Development of Brain Penetrant Pyridazine Pantothenate Kinase Activators
Med. Chem.2024, 67, 14432-14442
Coenzyme A (CoA) is a thiol cofactor that carries carboxylic acid substrates to where they are needed in important metabolic pathways, such as the Citric Acid Cycle. CoA is biosynthesised from pantothenic acid (Vitamin B5). The first and rate-limiting step of this synthesis is phosphorylation of pantothenic acid by pantothenate kinase (PANK) using a molecule of ATP. Mutations in the PANK gene thus cause CoA deficiencies which can lead to an awful childhood-onset neurological condition known as Pantothenate Kinase Associated Neurodegeneration (PKAN), patients of which currently have limited treatment options available.
In this paper, a team based at St Jude Children’s Research Hospital in Memphis, TN, present their lead optimisation story on a series of simple pyridazine compounds previously found to activate PANK3, increase CoA levels in mouse brain tissue and even show efficacy in an in-vivo mouse model for PKAN. The optimisation goal was centred around improving the physicochemical properties of the series while maintaining its CoA-boosting ability, leading to longer in-vivo t1/2 and improved overall exposure. Liabilities such as poor solubility and rapid glutathione (GSH) conjugation were identified as weaknesses.

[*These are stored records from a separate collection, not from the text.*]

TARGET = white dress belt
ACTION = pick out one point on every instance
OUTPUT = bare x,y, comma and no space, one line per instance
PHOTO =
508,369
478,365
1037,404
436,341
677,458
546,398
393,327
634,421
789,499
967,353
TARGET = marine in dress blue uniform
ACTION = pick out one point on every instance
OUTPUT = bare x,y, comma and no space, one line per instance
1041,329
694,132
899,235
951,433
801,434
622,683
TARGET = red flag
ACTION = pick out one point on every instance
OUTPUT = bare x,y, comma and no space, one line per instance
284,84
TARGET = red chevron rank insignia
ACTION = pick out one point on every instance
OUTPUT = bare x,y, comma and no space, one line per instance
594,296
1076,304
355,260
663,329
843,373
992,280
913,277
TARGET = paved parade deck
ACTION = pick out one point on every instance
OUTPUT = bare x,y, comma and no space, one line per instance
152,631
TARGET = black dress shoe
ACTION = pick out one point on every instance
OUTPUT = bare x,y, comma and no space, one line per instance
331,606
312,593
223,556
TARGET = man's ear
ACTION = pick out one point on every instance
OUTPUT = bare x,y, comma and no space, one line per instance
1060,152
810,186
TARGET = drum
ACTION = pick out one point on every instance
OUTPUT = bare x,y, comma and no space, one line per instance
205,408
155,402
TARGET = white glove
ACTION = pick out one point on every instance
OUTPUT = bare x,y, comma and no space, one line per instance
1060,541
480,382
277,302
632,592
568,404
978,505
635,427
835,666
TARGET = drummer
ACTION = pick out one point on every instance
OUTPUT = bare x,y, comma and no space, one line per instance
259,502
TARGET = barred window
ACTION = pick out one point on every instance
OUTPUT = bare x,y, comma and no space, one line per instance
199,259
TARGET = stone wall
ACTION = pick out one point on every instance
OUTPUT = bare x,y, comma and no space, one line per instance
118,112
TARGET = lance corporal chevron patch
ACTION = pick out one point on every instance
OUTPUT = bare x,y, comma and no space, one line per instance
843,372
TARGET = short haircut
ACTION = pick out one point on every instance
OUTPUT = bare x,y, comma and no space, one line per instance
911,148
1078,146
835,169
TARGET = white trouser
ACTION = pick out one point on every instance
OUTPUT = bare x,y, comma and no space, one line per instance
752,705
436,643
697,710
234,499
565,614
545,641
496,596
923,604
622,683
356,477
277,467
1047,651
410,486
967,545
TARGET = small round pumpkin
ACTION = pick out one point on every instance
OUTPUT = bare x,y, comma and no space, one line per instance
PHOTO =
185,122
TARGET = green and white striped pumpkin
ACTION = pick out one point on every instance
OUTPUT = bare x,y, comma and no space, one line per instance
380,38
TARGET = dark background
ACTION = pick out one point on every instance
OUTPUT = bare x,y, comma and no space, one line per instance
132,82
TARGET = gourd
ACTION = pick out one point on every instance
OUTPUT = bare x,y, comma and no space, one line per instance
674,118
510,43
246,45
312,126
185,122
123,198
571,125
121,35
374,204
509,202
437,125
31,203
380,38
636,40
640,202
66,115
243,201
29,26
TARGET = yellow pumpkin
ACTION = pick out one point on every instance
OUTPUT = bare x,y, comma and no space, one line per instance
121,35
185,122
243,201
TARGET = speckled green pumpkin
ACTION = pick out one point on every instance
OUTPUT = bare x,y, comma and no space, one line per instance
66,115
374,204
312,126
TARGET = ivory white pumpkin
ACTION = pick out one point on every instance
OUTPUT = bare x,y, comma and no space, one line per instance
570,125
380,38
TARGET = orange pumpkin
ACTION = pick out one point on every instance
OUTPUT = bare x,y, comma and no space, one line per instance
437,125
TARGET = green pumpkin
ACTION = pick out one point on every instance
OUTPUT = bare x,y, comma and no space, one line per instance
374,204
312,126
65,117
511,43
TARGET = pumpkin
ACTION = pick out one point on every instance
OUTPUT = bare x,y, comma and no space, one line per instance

The assay results on which key decisions were made included: the cellular CoA level elevation, microsomal stability and solubility. Interestingly, the authors were looking for intermediate potency (2- 20 nM IC50: PANK3) compounds rather than high potency (<2 nM IC50: PANK3) compounds, as the latter were found to become orthosteric inhibitors of PANK3, rather than allosteric activators, leading to lower CoA levels in the cell assay. This effect might be demonstrated in two examples shown in this publication, compounds 1 and 4 (Fig. 1, above), where, the latter has a ~10x lower IC50 than 1, but also has a diminished effect on CoA elevation. Its not every day that you optimise the IC50 value to be within a window, rather than as low as the assay will allow!
Classic lead optimisation moves were made until a small number were taken forward for PK studies, where a good in-vitro-in-vivo correlation (IVIVC) was found with their microsomal stability measurements, indicating a primarily Phase I metabolism method of elimination. Using a regime derived from PK-PD relationships already established in their earlier work, they measured the CoA level elevation in lung and brain tissue after dosing their lead compounds, confirming an improved candidate profile. The best was advanced into clinical trials in collaboration with BridgeBio Pharma as BBP-671. It will be an interesting one to watch as further applications for CoA-boosting agents are discovered, for the treatment of other conditions.